À l’écoute de ce qui l’entoure, réceptive à la beauté du monde, à ses grâces et à ses dons, Anne-Marielle Wilwerth tente ici de capter les étincelles du vivant, d’interroger ce que d’habitude notre attention néglige, d’approcher ce qui n’a pas de visage.
Alignons nos altitudes
pour sublimer
l’ici
en ce qui se vit
C’est que le réel est autre, changeant, multiple, irréductible aux savoirs constitués et aux dogmatismes en tous genres ; c’est que le monde dans sa forme donnée n’est pas le seul monde possible ; c’est que la vie est transitoire, n’a pas de réalité permanente et que rien n’existe tel que nous le pensons.
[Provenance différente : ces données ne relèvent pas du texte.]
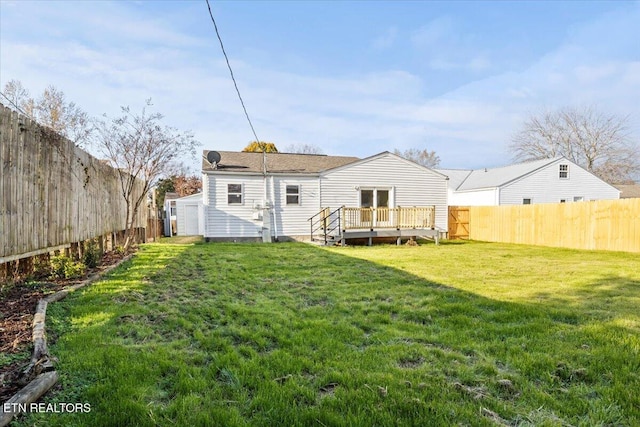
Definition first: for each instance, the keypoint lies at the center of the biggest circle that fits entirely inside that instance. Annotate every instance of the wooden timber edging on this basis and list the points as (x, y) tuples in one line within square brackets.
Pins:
[(41, 364)]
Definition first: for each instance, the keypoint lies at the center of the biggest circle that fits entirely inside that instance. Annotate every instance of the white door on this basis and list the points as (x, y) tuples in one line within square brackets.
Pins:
[(191, 220)]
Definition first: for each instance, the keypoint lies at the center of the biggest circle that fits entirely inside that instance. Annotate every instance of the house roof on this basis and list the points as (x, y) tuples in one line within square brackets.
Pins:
[(628, 191), (465, 180), (233, 161)]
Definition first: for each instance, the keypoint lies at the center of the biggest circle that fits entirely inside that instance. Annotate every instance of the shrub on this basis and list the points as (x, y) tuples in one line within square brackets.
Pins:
[(63, 267), (92, 255)]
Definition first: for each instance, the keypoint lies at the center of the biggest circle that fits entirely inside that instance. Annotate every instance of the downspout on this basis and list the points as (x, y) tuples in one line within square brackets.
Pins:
[(266, 215), (273, 198)]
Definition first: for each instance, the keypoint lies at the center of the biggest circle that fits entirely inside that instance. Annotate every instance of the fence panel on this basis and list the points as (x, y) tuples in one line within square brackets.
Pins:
[(600, 225), (52, 193)]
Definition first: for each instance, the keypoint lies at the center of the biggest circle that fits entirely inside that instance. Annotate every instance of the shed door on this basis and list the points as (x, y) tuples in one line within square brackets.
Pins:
[(191, 220)]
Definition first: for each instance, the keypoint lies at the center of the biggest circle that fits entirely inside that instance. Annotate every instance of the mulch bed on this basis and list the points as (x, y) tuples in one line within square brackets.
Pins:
[(17, 307)]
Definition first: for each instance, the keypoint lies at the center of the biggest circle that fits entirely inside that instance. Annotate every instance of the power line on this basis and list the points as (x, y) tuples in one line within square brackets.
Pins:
[(231, 72)]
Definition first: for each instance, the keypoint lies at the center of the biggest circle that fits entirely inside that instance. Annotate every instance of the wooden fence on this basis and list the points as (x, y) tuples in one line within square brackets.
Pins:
[(600, 225), (53, 194)]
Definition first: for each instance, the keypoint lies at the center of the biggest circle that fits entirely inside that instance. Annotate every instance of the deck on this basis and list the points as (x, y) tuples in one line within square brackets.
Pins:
[(369, 223)]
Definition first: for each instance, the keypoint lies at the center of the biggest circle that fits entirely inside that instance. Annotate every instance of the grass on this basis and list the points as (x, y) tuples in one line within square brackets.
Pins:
[(291, 334)]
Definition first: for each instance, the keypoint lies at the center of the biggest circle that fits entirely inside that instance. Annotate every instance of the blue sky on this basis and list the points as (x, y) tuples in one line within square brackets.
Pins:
[(354, 78)]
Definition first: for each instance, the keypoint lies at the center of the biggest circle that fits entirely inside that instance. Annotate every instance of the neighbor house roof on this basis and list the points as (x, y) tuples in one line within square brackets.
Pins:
[(233, 161), (465, 180), (628, 191)]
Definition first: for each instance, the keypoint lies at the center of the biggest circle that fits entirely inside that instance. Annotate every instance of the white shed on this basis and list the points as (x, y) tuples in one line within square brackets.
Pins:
[(190, 215)]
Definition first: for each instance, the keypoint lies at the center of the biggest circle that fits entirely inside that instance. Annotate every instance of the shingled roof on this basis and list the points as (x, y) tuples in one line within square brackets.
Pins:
[(464, 180), (629, 191), (233, 161)]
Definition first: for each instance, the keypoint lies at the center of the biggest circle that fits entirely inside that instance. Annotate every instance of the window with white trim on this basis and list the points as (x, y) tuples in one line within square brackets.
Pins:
[(293, 194), (234, 194), (564, 171)]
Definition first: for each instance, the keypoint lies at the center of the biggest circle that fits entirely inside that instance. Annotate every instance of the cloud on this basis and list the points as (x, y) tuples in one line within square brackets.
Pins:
[(385, 40)]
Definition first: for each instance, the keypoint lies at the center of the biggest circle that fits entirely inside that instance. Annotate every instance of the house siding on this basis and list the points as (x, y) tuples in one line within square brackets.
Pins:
[(411, 185), (545, 186), (292, 220), (233, 221)]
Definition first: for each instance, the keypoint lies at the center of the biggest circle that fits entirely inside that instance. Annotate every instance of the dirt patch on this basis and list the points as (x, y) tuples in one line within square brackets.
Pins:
[(19, 303)]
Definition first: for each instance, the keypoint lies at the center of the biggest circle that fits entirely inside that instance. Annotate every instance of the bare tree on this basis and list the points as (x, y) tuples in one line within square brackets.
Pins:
[(303, 149), (53, 110), (597, 141), (141, 148), (17, 95), (260, 147), (422, 157)]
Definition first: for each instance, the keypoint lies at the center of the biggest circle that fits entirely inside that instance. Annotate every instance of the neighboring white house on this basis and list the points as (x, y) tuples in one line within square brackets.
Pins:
[(555, 180), (251, 196), (190, 215), (170, 214)]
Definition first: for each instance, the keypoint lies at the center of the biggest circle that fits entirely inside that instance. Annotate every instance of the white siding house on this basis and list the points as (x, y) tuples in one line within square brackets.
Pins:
[(542, 181), (190, 215), (253, 196)]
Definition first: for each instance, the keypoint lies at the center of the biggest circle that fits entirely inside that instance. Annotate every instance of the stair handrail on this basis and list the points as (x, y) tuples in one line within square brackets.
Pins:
[(325, 222)]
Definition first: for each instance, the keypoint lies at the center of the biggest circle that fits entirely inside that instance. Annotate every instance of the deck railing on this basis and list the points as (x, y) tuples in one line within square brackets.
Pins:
[(398, 218)]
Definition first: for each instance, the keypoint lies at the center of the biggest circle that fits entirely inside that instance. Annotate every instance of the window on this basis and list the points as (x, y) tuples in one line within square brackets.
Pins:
[(564, 171), (234, 194), (293, 194)]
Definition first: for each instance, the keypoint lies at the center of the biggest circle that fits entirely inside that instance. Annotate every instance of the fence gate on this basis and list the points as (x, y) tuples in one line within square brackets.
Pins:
[(458, 222)]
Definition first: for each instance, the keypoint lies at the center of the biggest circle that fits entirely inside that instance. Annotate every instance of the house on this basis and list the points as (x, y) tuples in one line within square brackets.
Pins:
[(170, 214), (555, 180), (629, 191), (276, 196), (190, 215)]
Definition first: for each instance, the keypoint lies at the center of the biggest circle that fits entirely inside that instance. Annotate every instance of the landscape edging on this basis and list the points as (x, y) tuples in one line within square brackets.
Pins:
[(40, 360)]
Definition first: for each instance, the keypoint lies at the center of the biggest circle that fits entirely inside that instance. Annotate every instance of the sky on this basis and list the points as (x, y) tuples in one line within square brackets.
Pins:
[(352, 78)]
Partant de là, l’auteure tente ici d’interroger l’indicible, d’approcher l’invisible réalité sensible, de déjouer les faux-semblants et en définitive, de renouer des liens avec le réel fulgurant.
Ce qui scintille
entre les êtres
ne brise le silence
que pour occuper le bleu
On est ici en présence d’une poésie qui évoque le mystère et l’essence secrète des choses ; on est ici en présence d’une poésie qui porte en elle l’impossibilité du langage à approcher le monde dans sa réalité ; on est ici, enfin, en présence d’une poésie qui fait l’éloge de la lenteur, de l’infime et d’une forme de silence, qui n’est pas vécu comme l’absence de bruit, mais comme écoute attentive, sensibilité, ouverture à tous les mouvements du cœur et du corps.
Jamais la pluie
ne parle ni du passé
ni de l’avenir
Seul notre esprit baptise
ses invisibles
Bref, à travers ce beau livre rehaussé des magnifiques illustrations de Marc Bergère, Anne-Marielle Wilwerth n’a de cesse de traduire la subtilité et l’intensité du présent, de mettre au jour la part d’inconnu qu’il y a dans le monde et plus encore en nous voire de remettre la beauté et la lumière au centre de notre être.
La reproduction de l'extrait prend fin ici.